Once that was done, we picked up our controllers and started a new world together. And found, very quickly, that it was almost impossible to navigate in 2-player mode. They split the screen horizontally, so the top half is one character view and the bottom half is another, but they didn’t change the menu system to fit that resolution. So when you go into the menu system (and half the game is spent here) it’s still the size and shape of an iPad and you have to squint at tiny little icons smushed into the narrow space given. It’s like looking at the menu bar of Word 97 through a peephole: impossible unless you know exactly what you’re looking for. I tried for several nights but found it almost unusable.
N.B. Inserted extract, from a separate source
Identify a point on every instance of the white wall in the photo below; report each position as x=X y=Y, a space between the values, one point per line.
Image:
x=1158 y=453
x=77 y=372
She then found a new game called Albion and started playing that. Seeing that it was available for the Mac, I downloaded a copy and tried it on my 8-year-old laptop, which slowed to a gelatinous crawl, cooling fans struggling to keep the processor from melting. I thought about it for a day or so and decided I’d pull the trigger and finally buy the iPad Pro I’ve been looking at since they were released. Playing games with Finn was a big part of the decision, but the other reason was that I want to work in Procreate with the Apple Pencil and learn how to illustrate with the system. I bought a new 11″ unit with the Pencil and picked it up at the local Apple Store this past week. The early review is very favorable: playing Albion on it is easy and fun! We spent a couple of hours on Friday getting me set up in the game and understanding how not to die. Now I have to catch up to her character level.
This is the first device I’ve owned with Face ID, and it’s very slick. The Pencil is fast and responsive. I bought Procreate and started fooling around in the program but it’s going to take a lot of time to sort out how I use it and get the most out of it. Getting used to the way the brushes and pressure work is an uphill battle, especially for someone as picky about the tactile feel and orientation of scratchboard tools as I am. I’m going to start out trying to mimic what I know and love, and then see where the app takes me.